The study investigated a possible association between the birth of a sibling and changes in the body mass index z-score (BMIz) during the first 6 years of the first born’s life. Scientists recruited around 697 children across 10 sites in the United States at the time of their birth.
The researchers studied the children and their siblings every 3 months and the mass and body index was studied when the child was age 15 months, 24 months, 36 months 54 months and in first grade.
The classification of the children was based on the timing of their sibling’s birth, doctors studied the association of weight and mass with a sibling based on statistics and age/weight numbers.
As a result of the study, doctors found that children whose sibling was born when they were 24 to 36 months or 36 to 54 months old, had a lower subsequent body mass index score compared to those children who didn’t experience the birth of a sibling by the time they were in first grade.
The children that had not experienced the birth of a sibling when they were in first grade had 2.94 odds of child obesity compared with those who did had a sibling.
Researchers assured they were not claiming that the birth of a sibling was directly the cause of weight loss, but that it associates and it is a topic that needs to be studied further.

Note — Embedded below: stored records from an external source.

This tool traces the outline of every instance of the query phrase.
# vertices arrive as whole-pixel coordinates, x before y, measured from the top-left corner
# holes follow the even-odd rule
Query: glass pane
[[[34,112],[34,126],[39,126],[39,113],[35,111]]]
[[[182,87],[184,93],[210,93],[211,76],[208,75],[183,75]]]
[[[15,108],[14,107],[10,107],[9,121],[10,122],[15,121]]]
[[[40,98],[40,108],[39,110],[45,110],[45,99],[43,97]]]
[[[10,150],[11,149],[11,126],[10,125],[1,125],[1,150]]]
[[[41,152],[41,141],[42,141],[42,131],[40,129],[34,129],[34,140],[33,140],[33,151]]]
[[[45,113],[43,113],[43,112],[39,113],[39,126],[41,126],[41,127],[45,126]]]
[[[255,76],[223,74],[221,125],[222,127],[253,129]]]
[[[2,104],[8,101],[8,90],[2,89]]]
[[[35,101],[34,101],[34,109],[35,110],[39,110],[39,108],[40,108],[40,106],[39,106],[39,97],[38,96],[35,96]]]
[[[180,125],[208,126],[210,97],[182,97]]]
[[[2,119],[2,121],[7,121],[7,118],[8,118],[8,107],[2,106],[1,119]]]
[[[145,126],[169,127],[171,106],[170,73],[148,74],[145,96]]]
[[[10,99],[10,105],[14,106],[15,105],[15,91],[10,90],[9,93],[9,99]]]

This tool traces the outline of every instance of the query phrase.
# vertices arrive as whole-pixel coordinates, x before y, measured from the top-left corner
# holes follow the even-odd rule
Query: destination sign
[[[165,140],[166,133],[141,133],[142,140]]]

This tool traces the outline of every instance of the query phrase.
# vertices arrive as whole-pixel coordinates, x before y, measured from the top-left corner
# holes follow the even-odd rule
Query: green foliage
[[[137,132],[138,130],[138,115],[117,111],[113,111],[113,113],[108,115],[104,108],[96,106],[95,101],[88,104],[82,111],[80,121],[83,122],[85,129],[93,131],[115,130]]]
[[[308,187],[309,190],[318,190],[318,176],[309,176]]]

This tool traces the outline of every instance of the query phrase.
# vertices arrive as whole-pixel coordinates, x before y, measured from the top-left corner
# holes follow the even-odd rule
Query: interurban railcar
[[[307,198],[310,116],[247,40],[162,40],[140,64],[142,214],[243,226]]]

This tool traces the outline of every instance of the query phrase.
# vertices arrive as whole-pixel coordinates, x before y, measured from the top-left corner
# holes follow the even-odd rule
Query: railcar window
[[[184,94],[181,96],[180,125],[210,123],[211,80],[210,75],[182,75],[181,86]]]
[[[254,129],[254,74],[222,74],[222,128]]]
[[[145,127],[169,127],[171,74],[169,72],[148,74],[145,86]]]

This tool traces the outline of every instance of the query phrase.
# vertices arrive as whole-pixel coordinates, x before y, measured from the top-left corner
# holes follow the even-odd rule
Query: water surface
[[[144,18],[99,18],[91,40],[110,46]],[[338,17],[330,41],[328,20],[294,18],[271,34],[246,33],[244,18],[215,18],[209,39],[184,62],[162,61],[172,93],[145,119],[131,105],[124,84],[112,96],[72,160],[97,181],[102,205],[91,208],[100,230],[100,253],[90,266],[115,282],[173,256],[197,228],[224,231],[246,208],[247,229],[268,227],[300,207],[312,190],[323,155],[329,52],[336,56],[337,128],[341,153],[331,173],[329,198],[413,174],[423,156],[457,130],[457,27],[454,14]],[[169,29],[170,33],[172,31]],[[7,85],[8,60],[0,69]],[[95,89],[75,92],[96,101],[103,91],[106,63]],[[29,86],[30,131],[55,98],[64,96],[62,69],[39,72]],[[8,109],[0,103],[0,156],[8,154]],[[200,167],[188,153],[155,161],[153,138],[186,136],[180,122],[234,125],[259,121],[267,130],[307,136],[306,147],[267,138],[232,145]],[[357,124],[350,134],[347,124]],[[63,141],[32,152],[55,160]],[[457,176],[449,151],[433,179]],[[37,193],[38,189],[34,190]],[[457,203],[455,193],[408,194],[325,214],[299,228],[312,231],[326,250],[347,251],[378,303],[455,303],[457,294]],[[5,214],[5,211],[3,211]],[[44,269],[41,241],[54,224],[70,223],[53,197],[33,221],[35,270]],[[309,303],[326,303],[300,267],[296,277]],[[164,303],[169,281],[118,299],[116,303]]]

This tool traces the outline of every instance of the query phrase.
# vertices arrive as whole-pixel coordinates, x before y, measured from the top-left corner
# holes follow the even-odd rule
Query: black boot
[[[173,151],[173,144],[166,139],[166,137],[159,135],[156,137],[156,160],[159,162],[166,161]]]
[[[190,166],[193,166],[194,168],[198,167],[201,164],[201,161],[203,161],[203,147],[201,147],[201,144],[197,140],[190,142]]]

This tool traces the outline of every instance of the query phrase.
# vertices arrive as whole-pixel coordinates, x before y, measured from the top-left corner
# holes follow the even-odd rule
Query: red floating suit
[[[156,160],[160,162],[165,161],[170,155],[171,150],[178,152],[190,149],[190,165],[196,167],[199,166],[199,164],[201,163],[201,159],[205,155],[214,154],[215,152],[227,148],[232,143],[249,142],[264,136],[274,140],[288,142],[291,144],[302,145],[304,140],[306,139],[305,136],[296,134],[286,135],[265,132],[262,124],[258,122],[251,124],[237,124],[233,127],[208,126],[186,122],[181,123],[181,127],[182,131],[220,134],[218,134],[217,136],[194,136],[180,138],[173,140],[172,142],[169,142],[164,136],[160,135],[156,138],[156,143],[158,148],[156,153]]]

Dr. Julie Lumeng, a pediatrician at the C.S. Mott Hospital at the University of Michigan said that “the possibility that seems more compelling is that if you have a younger sibling you are most likely to run around,” according to ABC News website.
So far, the explanation that seems more logical is that, having a younger sibling will allow children to have a playmate every day while they grow up, so both children endure in more active play.
Other theories play with the fact that having two kids leads to parents “loosing up” and directly meaning less restrictive feeding practices for children.